You have made known the way of life to me,
you will fill me with gladness through your presence.

‘Brothers, no one can deny that the patriarch David himself is dead and buried: his tomb is still with us. But since he was a prophet, and knew that God had sworn him an oath to make one of his descendants succeed him on the throne, what he foresaw and spoke about was the resurrection of the Christ: he is the one who was not abandoned to Hades, and whose body did not experience corruption. God raised this man Jesus to life, and all of us are witnesses to that. Now raised to the heights by God’s right hand, he has received from the Father the Holy Spirit, who was promised, and what you see and hear is the outpouring of that Spirit.’


Matthew 28:8-15

Filled with awe and great joy the women came quickly away from the tomb and ran to tell the disciples.

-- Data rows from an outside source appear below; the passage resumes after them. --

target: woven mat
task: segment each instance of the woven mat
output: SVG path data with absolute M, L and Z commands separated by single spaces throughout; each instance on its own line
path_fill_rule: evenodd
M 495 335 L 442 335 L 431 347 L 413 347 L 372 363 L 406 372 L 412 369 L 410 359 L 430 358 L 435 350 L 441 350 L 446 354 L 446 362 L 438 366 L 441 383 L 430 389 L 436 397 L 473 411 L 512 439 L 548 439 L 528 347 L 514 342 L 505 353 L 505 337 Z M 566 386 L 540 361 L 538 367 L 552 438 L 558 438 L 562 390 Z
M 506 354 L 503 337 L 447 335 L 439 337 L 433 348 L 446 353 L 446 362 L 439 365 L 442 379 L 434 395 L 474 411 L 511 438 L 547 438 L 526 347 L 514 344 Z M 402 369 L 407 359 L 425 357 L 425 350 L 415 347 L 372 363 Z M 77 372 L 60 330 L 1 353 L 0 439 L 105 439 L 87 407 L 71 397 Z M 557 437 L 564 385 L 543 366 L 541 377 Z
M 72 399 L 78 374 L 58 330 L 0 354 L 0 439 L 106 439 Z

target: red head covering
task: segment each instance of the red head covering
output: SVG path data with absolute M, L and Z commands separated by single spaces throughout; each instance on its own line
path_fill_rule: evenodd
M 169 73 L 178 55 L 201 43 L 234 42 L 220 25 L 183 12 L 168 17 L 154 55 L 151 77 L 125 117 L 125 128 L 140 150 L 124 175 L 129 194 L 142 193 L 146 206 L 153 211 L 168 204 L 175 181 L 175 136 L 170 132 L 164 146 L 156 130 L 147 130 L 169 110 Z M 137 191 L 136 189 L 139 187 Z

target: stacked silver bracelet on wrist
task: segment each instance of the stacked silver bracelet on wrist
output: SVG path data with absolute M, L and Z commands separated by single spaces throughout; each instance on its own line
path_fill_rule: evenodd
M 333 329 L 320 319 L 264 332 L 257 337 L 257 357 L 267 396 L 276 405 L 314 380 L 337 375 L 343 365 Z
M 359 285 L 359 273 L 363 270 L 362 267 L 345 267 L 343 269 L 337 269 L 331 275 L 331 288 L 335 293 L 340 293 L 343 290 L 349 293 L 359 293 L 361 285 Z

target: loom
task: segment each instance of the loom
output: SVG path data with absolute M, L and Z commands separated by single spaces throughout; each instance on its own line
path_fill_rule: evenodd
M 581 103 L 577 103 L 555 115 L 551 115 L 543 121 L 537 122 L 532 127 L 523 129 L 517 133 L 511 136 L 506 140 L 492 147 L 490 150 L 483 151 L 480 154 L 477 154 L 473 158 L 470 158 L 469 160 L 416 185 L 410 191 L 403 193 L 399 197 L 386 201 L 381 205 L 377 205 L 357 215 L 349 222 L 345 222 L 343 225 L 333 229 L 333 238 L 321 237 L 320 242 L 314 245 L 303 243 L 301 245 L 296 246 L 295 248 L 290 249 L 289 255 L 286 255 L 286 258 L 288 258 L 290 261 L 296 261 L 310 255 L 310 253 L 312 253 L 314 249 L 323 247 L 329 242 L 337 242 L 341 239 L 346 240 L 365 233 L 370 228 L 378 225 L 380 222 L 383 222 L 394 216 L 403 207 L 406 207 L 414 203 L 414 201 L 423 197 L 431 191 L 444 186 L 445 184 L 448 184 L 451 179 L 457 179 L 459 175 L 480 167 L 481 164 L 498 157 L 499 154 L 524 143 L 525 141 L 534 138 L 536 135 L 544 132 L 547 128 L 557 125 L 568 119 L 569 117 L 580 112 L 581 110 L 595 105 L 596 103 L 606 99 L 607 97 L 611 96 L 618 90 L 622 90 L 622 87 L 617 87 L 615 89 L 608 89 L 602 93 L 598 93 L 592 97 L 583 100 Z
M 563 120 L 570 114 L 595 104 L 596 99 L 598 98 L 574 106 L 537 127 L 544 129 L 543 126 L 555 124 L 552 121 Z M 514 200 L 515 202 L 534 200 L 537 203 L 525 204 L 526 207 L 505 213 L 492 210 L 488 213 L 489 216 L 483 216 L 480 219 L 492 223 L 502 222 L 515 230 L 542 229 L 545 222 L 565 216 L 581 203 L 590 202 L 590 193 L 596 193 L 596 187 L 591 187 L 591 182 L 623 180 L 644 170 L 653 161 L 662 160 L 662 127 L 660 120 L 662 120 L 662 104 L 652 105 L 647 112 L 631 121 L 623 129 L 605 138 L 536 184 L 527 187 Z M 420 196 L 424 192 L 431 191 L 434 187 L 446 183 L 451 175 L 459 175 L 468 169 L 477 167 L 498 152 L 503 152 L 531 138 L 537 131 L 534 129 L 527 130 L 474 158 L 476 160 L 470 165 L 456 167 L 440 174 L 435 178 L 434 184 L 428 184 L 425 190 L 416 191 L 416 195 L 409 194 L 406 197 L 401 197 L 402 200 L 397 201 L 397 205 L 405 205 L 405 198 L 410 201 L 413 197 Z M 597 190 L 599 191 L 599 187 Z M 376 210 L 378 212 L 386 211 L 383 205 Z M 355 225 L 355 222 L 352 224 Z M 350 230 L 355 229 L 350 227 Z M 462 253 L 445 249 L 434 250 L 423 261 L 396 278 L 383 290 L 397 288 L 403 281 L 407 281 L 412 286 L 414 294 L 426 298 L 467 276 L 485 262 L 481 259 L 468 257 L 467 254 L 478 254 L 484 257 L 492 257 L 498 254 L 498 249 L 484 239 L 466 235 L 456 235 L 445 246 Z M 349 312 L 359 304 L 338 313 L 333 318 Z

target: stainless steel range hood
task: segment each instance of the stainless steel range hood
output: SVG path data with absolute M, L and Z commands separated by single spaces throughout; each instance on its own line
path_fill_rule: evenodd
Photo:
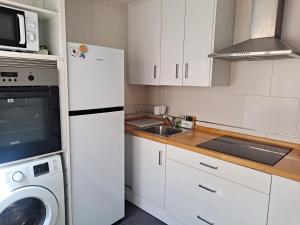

And there, coming to meet them, was Jesus. ‘Greetings’ he said. And the women came up to him and, falling down before him, clasped his feet. Then Jesus said to them, ‘Do not be afraid; go and tell my brothers that they must leave for Galilee; they will see me there.’

While they were on their way, some of the guard went off into the city to tell the chief priests all that had happened. These held a meeting with the elders and, after some discussion, handed a considerable sum of money to the soldiers with these instructions, ‘This is what you must say, “His disciples came during the night and stole him away while we were asleep.” And should the governor come to hear of this, we undertake to put things right with him ourselves and to see that you do not get into trouble.’ The soldiers took the money and carried out their instructions, and to this day that is the story among the Jews.


This is what you must say

It is always important to communicate properly and well to others. People listen and we never know how the information given by us will be used. Do you often get misunderstood? What we are to say, and how we say it, is crucial. Do we speak of the truth? Or do we deny the truth and speak of something else, which leads others to false hopes?

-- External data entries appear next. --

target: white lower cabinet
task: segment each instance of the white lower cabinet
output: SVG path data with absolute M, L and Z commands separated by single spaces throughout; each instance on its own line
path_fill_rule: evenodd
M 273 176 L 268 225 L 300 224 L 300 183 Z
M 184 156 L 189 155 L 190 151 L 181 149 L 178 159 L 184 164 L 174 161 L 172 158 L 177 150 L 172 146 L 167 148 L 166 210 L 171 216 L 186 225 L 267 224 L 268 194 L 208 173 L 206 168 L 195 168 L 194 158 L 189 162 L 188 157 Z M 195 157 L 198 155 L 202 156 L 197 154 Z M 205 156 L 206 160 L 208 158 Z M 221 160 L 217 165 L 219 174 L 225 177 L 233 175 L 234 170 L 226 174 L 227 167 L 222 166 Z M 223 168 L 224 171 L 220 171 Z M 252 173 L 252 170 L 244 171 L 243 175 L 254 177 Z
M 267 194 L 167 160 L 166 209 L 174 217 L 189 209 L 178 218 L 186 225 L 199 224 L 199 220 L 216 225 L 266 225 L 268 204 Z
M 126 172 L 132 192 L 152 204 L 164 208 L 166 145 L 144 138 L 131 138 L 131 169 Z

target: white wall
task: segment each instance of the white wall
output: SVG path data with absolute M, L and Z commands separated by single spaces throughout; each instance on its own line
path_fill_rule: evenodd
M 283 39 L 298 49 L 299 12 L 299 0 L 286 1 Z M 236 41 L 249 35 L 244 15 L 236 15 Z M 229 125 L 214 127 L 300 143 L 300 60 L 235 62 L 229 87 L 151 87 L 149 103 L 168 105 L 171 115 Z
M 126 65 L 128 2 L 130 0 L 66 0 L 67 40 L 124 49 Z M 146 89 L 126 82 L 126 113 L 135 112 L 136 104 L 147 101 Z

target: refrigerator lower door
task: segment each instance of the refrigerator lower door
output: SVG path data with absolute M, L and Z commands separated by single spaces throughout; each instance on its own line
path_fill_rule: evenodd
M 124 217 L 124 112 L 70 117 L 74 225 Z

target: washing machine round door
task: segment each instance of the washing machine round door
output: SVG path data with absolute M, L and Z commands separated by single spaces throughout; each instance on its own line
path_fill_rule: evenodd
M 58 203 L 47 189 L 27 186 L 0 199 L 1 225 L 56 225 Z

In today’s readings, Peter preached of the Messiah’s resurrection to the crowd. He speaks of the resurrected Jesus who is the descendent of King David, to the people of Israel; that He was among them and was put to death. Peter was not there to preach guilt to the people of what they had done to their own Messiah, but to shout out to the people that Jesus had risen from the dead, that the Holy Spirit had fallen upon them, that they have been saved. Jesus had died for them and now it is time to praise Him and do good according to the will of God. The past two months have been a roller coaster ride for me. I met with many obstacles, and it all happened in the period of Lent. There were so many occasions where I was close to making the final decision on something but either I was being played out or the entire decision just did not sit peacefully with me. I hear things that could seem truthful, but they only led to false hopes in the end. I am currently still finding stability. My loved one reminded me, when God closes a door on you, it is not a bad thing because your faith in Him will open another for you. When you trust Him, He only presents the best for you. I could not agree more.

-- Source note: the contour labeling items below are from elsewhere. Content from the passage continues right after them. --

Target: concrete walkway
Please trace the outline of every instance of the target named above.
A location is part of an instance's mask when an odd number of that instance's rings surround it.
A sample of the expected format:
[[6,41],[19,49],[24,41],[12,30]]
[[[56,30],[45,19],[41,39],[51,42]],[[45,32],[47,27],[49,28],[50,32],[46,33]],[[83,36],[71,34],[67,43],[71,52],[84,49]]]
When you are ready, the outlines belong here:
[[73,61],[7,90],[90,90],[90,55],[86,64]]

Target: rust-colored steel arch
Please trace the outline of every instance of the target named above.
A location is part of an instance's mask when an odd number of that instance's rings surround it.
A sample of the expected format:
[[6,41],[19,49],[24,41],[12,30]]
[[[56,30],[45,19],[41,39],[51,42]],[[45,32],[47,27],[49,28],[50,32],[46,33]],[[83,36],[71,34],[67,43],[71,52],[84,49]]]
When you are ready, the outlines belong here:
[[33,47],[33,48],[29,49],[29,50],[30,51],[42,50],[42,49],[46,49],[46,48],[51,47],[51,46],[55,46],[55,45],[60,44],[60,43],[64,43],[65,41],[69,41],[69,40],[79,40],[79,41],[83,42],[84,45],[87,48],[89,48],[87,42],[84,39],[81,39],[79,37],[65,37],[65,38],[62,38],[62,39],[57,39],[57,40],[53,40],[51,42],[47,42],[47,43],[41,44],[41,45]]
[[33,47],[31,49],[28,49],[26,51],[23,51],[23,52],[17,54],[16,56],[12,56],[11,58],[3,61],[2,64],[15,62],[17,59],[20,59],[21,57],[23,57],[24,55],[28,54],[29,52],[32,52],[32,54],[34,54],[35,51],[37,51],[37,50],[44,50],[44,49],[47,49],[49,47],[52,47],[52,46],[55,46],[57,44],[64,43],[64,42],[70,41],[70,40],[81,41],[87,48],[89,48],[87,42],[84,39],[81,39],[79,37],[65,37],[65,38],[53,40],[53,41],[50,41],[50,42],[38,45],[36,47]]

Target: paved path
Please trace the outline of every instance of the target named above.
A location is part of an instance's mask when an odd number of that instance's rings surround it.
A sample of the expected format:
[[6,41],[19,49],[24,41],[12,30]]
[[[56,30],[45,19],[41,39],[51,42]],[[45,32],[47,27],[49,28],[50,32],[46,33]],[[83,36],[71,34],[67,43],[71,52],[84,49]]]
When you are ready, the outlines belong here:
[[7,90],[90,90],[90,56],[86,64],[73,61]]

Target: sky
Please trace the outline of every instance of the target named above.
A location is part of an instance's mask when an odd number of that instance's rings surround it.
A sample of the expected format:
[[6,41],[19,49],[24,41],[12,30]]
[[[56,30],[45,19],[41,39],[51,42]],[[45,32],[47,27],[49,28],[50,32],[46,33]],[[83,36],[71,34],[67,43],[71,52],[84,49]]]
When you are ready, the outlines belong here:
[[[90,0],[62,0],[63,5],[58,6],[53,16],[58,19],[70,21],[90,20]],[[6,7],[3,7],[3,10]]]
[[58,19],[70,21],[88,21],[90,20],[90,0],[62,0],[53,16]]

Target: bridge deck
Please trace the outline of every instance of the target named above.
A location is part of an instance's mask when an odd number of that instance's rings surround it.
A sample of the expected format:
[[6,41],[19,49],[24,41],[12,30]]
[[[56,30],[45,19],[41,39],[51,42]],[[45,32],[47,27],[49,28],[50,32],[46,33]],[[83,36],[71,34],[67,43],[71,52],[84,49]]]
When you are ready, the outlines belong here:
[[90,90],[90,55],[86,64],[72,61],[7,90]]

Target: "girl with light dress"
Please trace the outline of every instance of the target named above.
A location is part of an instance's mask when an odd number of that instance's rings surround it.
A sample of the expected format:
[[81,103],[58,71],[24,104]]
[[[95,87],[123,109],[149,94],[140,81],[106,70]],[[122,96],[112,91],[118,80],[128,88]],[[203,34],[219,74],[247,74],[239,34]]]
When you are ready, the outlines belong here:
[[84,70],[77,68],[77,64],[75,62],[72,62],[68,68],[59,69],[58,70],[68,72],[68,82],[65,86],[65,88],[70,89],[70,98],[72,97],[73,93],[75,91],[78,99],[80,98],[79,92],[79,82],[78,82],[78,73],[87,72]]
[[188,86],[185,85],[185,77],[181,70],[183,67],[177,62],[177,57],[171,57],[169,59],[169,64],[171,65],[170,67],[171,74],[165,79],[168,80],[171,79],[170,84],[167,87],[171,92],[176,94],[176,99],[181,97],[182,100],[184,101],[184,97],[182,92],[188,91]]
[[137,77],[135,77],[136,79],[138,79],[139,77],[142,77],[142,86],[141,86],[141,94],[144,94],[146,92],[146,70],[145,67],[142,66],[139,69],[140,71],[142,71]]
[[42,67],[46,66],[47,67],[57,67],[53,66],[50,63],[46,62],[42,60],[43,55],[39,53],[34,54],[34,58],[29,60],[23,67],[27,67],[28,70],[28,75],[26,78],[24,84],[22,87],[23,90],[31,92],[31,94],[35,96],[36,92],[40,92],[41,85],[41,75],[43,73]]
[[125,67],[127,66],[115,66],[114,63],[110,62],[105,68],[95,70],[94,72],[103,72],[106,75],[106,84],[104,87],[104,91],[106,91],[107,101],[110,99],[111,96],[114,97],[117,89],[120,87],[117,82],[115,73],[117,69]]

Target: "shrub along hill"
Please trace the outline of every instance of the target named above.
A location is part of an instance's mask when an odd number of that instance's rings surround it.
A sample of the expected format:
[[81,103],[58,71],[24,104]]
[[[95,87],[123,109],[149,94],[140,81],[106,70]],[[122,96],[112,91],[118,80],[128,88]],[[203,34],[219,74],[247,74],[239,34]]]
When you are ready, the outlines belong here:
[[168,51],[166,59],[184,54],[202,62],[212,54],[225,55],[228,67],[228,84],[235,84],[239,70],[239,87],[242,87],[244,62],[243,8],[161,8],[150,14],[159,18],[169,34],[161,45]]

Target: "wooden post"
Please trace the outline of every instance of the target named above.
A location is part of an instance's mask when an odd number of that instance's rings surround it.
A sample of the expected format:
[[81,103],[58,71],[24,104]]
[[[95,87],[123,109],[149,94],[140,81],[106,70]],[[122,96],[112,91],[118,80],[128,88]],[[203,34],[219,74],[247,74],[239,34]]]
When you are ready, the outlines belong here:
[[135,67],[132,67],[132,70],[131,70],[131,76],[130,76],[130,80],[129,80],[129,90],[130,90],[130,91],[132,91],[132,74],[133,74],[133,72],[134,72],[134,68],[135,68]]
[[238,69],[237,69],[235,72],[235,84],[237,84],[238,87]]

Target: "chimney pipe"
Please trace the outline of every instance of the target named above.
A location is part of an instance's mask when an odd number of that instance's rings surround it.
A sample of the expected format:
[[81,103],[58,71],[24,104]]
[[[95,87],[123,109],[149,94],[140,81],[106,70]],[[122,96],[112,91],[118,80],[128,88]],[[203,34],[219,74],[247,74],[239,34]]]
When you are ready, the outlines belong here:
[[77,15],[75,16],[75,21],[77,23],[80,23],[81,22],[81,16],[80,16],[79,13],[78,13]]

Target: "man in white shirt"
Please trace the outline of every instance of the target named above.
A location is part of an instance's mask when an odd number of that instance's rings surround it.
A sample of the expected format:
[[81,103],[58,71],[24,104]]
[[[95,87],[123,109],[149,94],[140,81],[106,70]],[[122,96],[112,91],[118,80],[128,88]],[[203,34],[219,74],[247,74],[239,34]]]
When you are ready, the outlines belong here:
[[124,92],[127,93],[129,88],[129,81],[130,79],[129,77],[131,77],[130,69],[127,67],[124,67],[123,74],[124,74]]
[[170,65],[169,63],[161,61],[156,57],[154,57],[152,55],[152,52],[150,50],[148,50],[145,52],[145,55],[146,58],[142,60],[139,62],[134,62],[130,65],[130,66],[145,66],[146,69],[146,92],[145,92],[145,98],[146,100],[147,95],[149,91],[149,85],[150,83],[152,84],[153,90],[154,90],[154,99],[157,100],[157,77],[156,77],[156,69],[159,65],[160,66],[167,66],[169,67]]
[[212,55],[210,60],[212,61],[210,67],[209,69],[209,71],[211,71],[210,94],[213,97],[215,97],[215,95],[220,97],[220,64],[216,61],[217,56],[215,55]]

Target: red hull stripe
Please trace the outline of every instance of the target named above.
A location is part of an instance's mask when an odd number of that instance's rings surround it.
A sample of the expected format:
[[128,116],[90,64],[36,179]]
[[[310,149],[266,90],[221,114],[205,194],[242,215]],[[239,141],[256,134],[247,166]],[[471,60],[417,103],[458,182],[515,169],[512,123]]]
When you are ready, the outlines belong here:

We are not to deny Jesus’ passion for us. He healed the sick, fed the hungry and still died on the cross for us. Yet, the chief priests had to pay soldiers to speak of lies that the resurrection did not exist. No doubt, people would find it hard to believe that a body can rise from the dead and disappear into nothingness. The denial crafted by the chief priests just seems so logical for people to believe in, even to this present day. So, where does our faith lie? Didn’t we just celebrate Easter yesterday? Do you feel hopeful? Or somehow, are we still in denial and doubt that God has risen Jesus from the dead? We have heard the words and we celebrated with much joy and praises, so let us continue to deepen our faith in the truth we hear and pray about.

(Today’s OXYGEN by Austin Leong)


Prayer: O God, I often find it hard to believe because I do not see. I pray that my faith in you is fervent. Bless me with even more graces when I begin to doubt your teachings.